Montana Contractor Gets Misled by Engineers and Misses Notice Deadline

This is the story of a highway contractor who likely had a valid claim, but who relied on verbal representations by the engineers and filed its claim too late.  As a result, the Court ended up denying the contractor’s claim on grounds of untimely notice, which serves as a great reminder that failing to adhere to the contract’s notice provisions – particularly when the contract contains a forfeiture clause – is oftentimes fatal to the contractor’s successful prosecution of an equitable adjustment.

In JEM Contracting v. Morrison Maierle, Inc., 373 Mont. 391, 318 P.3d 678 (2014), a contractor was hired by two Montana counties to build a 3.6 mile stretch of road.  On the first day of the project, the contractor encountered what it asserted were subsurface conditions that differed significantly from the plans and specifications on which it had bid.  The contractor discussed the discrepancy with the counties’ on-site representatives (an outside engineering firm).  Some of the engineers agreed with the contractor that differing site conditions had been encountered; however, the contractor proceeded with the work and did not provide written notice to the county of the alleged differing site conditions until eighteen (18) days later.  The contractor alleged that the engineers had promised that it would be paid for the increased costs due to the differing site conditions if the contractor could find savings on the rest of the project to complete the job within the contract price.  Specific dollar amounts were not discussed.

The contractor continued work on the project and submitted a claim for additional costs the following month.  The county reviewed the claim, but determined that the contractor had not provided sufficient evidence to support its claim and that it had failed to follow the appropriate notice procedures in the contract.  The contract required the contractor give notice of the differing site conditions within five (5) days of discovery and the contract contained a forfeiture clause that read, in part, as follows:

[N]o claim for an adjustment in contract price … will be valid for differing subsurface or physical conditions if procedures of this paragraph … are not followed.

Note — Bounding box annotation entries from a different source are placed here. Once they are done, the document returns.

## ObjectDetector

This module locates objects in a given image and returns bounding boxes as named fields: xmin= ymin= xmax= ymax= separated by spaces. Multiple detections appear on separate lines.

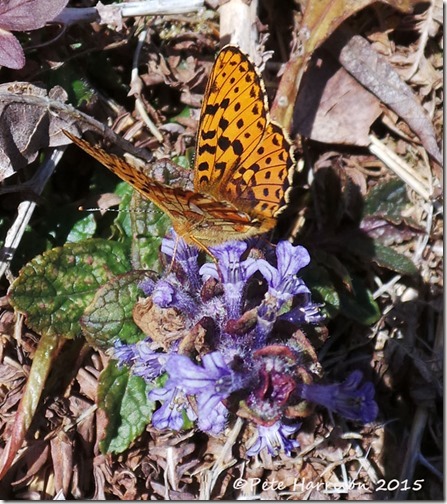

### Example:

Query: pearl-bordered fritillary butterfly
xmin=66 ymin=46 xmax=294 ymax=252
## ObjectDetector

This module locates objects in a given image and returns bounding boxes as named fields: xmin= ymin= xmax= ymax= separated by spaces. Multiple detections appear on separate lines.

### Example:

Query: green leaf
xmin=98 ymin=361 xmax=154 ymax=453
xmin=130 ymin=191 xmax=171 ymax=270
xmin=9 ymin=239 xmax=130 ymax=338
xmin=302 ymin=262 xmax=340 ymax=318
xmin=67 ymin=213 xmax=96 ymax=243
xmin=372 ymin=240 xmax=418 ymax=275
xmin=363 ymin=178 xmax=408 ymax=217
xmin=81 ymin=271 xmax=155 ymax=349
xmin=340 ymin=277 xmax=381 ymax=326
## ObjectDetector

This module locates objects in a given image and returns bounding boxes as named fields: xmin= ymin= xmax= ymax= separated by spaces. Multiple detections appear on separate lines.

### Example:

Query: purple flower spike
xmin=200 ymin=241 xmax=258 ymax=320
xmin=166 ymin=352 xmax=237 ymax=430
xmin=247 ymin=422 xmax=301 ymax=457
xmin=152 ymin=275 xmax=197 ymax=317
xmin=132 ymin=340 xmax=168 ymax=380
xmin=300 ymin=371 xmax=378 ymax=423
xmin=149 ymin=388 xmax=197 ymax=431
xmin=257 ymin=241 xmax=310 ymax=304
xmin=111 ymin=340 xmax=136 ymax=366
xmin=161 ymin=229 xmax=201 ymax=292
xmin=197 ymin=402 xmax=228 ymax=436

The contract also contained a provision that required the contractor to carry on work and adhere to the project progress schedule during all disputes or disagreements with the owner.  After the claim was filed and the contractor completed its work, the contractor found savings to pay for the differing site conditions.  Nevertheless, the county denied the contractor a change order.

The contractor then filed a lawsuit against the county and the engineers alleging breach of contract (against the county) and fraud by inducement (against the engineers).  The engineers moved for summary judgment (a dismissal of the case without a trial) arguing that the contractor’s claim of fraud by inducement was barred because the assurance of payment was nothing more than an agreement to agree, and the claims were contradicted by the clear terms of the contract. The trial court granted the engineer’s  motion, dismissing all claims against it.

On appeal, the Supreme Court of Montana affirmed, holding that the contractor had failed to submit its claim in accordance with the contract notice requirements for differing site conditions.  The Court also decided in favor of the engineers on the fraud in the inducement claim on grounds that the contractor could not prove that it had been harmed by the engineers’ alleged representations.  The contractor was required by contract to continue work during the dispute, and the engineers’ promise to pay the contractor a change order if savings were found amounted to “an agreement to agree” rather than a clear unambiguous promise.

Comment:  The lesson learned from this case is one that we seem to encounter over and over again.  Regrettably, in today’s litigious environment, verbal agreements and handshakes, which used to be the stock and trade of honest and forthright business people, are no longer the reliable norm in commercial transactions they used to be.  In this case, the engineers appear to have agreed with the contractor.  The engineers’ behavior likely induced the contractor to continue work and not follow the strict contract notice procedures, which ended up being the contractor’s undoing in court.  Providing timely written notice of claims and written confirmation of agreements will generally not spoil a good business relationship if the parties are dealing with each other honestly, but they will avoid the type of trap the contractor was ensnared by in this case.